Inward, she cursed. Later, when stories happened that came to be after their desert hunt, she would know who to turn to for an idea, but now, she was in the dark, and had nothing to offer. The migraines seemed to be painful enough on Laertia that she did not need to hear Alwine put to words what she thought of the whole situation. But if this werewolf business did not kill her, if they would all come alive out of it and in one good enough piece, she would return in the future to bring her the knowledge, should she have it. Alwine nodded. There was nothing better she could do at present.

She drank from her water as Maple and Laertia continued their conversation. Despite her initial instincts, she found herself coming to like this Laertia person, and the woman by her side.

There was but one thing that she found herself very much disagreeing with. The women said that after the storm, the tracks would be gone. Now Alwine smiled, rising from her seat to go and look out through the window. The sand was horrible, and coarse, and looked like it would take forever to get out of her fur. But she knew that when the dust settled, her human nose would not be able to catch anything. It would be too feint. Her Lupine nose on the other hand…

It was only when the conversation switched to her being the topic that she turned around again, chocolate eyes narrowing.

"I am a Warrior, not a killer," Alwine corrected the scarred faced woman. There was a difference. But her conviction might not have sounded as strong as she wished for it; it was still in its very early stages, but now that Alwine had received the freedom to train, to become the Warrior she had so yearned for her entire life, she was also exposed to other options that the galaxy held for those who would not be stopped or held back. There were other options than Warrior or Servant for her out there. "If I kill it is out of necessity, not for pleasure…. But I will not deny that my requirements for necessity might be lesser than those of some others."
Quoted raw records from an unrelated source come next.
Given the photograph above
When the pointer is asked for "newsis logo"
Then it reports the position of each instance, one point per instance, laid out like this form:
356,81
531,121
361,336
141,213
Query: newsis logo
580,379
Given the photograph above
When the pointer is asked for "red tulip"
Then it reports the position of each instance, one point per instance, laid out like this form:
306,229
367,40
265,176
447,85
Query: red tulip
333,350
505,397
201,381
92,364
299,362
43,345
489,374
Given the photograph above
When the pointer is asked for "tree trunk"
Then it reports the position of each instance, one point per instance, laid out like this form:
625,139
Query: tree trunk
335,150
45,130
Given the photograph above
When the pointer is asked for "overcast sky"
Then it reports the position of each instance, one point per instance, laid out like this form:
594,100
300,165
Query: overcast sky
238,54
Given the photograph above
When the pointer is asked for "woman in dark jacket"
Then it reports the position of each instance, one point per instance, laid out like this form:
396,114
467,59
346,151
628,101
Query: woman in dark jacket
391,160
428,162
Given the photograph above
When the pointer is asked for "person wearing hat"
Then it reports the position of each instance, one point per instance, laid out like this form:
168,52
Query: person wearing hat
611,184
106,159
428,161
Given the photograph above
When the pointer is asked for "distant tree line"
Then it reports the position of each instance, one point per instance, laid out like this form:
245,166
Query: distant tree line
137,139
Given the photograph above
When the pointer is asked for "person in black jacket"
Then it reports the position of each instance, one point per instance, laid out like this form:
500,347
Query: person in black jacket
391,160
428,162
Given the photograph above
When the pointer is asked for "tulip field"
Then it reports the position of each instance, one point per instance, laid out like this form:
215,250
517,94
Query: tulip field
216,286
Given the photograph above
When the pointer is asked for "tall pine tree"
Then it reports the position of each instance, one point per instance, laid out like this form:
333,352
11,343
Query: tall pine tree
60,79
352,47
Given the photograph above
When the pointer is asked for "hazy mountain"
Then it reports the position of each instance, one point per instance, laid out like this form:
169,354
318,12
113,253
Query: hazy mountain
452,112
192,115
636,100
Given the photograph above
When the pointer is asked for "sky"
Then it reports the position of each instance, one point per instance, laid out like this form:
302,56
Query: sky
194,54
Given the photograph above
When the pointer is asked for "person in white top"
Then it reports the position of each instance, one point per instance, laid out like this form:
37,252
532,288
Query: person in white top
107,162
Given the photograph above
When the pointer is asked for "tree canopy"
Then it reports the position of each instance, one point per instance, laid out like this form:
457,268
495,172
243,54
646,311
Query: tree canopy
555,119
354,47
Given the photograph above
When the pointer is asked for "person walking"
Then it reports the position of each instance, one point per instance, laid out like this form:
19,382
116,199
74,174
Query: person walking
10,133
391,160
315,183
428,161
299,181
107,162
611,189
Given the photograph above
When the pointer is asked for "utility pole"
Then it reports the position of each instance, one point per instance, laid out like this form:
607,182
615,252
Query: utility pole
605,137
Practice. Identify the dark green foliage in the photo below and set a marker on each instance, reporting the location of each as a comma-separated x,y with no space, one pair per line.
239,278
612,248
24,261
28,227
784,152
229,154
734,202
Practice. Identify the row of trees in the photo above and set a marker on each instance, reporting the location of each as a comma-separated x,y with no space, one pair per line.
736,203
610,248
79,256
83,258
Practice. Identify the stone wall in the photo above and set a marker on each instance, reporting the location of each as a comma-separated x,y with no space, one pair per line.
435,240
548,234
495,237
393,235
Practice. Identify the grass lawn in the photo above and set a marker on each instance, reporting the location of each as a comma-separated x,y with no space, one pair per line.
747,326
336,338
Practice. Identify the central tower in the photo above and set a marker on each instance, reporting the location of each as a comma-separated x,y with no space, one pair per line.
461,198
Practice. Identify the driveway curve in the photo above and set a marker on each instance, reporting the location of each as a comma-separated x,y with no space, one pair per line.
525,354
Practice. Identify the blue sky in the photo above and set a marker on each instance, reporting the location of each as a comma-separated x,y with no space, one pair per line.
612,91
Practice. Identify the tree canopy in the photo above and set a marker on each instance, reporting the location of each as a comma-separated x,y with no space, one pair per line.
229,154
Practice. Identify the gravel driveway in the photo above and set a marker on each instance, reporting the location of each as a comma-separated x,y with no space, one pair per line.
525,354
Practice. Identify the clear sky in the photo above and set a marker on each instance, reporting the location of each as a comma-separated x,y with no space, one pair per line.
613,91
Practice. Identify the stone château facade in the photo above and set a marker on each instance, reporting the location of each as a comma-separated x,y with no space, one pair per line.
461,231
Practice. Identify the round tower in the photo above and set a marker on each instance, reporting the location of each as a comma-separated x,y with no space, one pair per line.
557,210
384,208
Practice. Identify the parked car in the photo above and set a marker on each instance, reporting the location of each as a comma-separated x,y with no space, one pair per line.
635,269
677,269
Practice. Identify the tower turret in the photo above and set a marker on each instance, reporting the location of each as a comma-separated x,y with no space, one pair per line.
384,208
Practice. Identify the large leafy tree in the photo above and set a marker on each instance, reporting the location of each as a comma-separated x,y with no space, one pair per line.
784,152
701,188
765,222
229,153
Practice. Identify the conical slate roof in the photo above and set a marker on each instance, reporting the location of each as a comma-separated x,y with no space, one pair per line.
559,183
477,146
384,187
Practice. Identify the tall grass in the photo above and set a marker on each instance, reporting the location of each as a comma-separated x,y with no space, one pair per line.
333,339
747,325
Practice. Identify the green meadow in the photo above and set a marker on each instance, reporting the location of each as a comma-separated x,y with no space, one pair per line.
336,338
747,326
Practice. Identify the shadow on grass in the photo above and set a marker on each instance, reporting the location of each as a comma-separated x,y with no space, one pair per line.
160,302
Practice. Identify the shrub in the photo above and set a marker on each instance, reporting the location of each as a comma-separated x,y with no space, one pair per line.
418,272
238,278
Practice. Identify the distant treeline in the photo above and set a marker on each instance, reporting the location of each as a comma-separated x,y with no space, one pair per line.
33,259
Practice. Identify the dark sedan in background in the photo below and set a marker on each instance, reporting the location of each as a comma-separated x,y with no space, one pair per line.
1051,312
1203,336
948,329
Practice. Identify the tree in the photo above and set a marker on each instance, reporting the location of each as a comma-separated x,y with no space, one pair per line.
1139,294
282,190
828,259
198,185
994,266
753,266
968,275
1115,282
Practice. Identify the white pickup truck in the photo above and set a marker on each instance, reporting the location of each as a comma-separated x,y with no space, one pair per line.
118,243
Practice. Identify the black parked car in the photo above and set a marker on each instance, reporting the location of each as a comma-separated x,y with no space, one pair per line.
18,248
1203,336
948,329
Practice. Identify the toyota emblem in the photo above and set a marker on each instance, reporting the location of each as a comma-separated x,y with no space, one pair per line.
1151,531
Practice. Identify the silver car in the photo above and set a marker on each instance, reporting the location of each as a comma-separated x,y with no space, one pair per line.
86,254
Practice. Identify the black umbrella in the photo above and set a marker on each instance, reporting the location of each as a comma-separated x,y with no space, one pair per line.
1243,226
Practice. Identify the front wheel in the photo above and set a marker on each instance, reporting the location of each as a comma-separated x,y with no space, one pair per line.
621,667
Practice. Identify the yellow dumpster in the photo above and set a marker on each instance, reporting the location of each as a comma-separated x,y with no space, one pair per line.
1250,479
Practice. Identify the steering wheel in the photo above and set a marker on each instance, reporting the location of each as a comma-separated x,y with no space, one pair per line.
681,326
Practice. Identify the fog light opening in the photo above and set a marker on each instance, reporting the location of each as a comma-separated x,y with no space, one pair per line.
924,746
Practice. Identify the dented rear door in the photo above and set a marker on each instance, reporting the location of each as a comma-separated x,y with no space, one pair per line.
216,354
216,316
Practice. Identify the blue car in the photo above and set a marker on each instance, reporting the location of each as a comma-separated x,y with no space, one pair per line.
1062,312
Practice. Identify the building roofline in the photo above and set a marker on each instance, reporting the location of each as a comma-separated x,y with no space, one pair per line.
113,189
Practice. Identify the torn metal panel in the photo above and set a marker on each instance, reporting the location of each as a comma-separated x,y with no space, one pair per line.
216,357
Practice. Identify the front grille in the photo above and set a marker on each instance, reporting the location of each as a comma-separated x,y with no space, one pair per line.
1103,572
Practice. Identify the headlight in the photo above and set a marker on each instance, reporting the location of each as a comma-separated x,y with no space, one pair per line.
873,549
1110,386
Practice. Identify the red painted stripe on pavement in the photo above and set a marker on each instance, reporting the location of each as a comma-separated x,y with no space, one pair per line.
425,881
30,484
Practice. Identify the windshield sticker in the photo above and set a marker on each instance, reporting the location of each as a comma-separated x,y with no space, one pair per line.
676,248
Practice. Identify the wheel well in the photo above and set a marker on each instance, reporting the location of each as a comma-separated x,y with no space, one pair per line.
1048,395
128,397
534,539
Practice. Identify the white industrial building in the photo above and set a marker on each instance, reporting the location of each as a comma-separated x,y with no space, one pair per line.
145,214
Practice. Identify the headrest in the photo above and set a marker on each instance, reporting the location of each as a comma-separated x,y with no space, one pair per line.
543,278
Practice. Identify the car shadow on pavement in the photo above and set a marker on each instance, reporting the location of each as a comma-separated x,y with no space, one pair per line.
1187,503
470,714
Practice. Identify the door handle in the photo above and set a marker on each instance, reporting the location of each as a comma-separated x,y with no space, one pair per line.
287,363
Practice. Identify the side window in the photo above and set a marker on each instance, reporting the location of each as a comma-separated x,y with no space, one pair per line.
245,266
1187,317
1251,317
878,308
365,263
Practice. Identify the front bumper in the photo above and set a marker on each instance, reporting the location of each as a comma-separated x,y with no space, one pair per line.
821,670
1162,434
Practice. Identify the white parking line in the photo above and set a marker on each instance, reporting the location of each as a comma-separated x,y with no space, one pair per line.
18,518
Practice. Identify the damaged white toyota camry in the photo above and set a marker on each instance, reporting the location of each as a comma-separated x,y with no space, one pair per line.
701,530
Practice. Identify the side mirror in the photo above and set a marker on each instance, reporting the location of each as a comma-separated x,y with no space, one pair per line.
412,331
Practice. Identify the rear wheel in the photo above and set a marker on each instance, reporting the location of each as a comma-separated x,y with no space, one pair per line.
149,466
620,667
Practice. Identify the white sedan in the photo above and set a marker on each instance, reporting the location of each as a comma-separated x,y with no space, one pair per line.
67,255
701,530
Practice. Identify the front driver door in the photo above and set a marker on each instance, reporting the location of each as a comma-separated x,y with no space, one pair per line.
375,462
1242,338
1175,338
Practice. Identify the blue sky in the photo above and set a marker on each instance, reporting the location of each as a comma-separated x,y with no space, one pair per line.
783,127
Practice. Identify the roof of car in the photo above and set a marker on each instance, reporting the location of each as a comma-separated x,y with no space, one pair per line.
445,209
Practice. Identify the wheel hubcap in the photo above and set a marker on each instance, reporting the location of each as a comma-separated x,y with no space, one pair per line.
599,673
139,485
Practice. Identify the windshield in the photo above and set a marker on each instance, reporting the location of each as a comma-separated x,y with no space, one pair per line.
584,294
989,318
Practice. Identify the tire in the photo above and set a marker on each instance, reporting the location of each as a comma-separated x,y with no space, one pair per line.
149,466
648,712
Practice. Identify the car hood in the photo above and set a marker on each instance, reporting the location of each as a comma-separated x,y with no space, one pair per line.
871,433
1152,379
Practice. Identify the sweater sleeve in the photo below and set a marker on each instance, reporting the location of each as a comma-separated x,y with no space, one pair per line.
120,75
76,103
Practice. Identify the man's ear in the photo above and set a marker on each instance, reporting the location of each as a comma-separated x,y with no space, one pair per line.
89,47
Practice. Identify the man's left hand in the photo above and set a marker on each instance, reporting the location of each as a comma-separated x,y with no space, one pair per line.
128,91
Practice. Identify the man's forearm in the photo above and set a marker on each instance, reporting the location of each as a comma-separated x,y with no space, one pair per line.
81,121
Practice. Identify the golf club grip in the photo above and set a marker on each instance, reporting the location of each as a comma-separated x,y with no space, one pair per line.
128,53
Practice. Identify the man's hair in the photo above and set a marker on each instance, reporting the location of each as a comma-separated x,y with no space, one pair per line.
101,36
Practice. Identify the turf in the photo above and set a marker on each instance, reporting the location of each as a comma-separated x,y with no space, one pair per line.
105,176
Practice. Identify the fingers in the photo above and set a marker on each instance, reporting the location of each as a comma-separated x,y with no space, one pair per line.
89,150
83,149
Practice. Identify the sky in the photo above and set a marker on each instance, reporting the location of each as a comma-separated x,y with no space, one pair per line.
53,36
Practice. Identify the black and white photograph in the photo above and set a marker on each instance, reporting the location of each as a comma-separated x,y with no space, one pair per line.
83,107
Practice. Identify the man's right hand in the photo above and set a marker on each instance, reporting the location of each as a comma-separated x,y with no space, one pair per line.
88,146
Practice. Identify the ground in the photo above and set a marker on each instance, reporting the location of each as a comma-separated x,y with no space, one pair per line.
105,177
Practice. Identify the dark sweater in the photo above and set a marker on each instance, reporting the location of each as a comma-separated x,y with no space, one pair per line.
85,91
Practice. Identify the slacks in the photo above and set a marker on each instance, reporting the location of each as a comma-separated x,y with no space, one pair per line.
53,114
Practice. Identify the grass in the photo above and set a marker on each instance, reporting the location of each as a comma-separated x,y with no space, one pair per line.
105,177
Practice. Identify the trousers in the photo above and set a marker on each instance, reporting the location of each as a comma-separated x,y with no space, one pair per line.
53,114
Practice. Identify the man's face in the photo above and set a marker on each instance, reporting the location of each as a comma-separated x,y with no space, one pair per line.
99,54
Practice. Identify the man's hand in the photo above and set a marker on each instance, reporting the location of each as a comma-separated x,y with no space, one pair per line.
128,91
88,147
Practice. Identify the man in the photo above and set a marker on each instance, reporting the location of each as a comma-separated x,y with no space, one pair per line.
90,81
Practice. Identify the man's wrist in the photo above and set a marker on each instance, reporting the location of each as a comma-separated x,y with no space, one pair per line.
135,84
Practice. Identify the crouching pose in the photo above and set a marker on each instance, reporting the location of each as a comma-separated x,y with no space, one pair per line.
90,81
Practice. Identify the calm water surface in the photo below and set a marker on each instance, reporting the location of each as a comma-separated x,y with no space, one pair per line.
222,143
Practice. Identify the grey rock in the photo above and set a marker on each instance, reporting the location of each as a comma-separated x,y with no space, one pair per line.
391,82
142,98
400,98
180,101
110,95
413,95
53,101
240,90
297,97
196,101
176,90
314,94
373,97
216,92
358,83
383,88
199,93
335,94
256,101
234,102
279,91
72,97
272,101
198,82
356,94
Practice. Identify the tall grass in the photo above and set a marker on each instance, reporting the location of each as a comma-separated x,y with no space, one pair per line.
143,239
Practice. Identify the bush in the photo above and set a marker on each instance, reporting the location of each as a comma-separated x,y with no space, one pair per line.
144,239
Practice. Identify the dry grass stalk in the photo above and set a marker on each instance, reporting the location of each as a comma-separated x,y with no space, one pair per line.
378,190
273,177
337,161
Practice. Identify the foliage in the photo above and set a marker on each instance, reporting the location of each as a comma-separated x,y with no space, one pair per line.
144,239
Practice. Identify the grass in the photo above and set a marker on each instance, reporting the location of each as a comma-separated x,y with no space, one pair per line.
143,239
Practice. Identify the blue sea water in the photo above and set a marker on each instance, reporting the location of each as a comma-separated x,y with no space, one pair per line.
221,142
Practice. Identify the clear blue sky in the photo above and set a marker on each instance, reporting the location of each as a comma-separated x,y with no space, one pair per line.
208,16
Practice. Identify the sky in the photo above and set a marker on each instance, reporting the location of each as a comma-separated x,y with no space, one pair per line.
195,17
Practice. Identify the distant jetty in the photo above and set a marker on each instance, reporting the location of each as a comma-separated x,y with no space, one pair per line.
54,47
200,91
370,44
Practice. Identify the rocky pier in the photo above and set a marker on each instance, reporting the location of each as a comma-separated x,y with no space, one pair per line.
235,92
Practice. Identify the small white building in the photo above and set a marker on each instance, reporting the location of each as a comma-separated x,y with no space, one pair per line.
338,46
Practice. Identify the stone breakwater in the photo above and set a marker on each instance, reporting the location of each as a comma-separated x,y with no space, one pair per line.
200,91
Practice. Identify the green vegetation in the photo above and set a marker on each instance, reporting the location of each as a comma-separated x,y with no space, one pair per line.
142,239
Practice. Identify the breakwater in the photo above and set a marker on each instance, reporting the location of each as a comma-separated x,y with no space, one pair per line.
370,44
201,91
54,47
She gave both women a wolfish smile. Second-guessing her desire to be a Warrior or not, Alwine knew what she was, and what she would always be. Everything else was just the flimsy decoration.

"I am from a backwater planet called Stewjon, and it has absolutely no importance of any kind," she answered at last, "but I am a Lupine, and this means that some of my skills can be set to use against this werewolf."

Motioning to the windows, Alwine continued, "when the storm ends, I will shift, and I will become a wolf, and I shall be able to find the tracks of our werewolf. But when I am in wolf shape I can wield no weapons, and I doubt you have armor that will be suitable. Shifting back as a fight starts will be a death sentence, for that requires a full five minutes. But the sand storm will not be able to hide tracks of scent from me."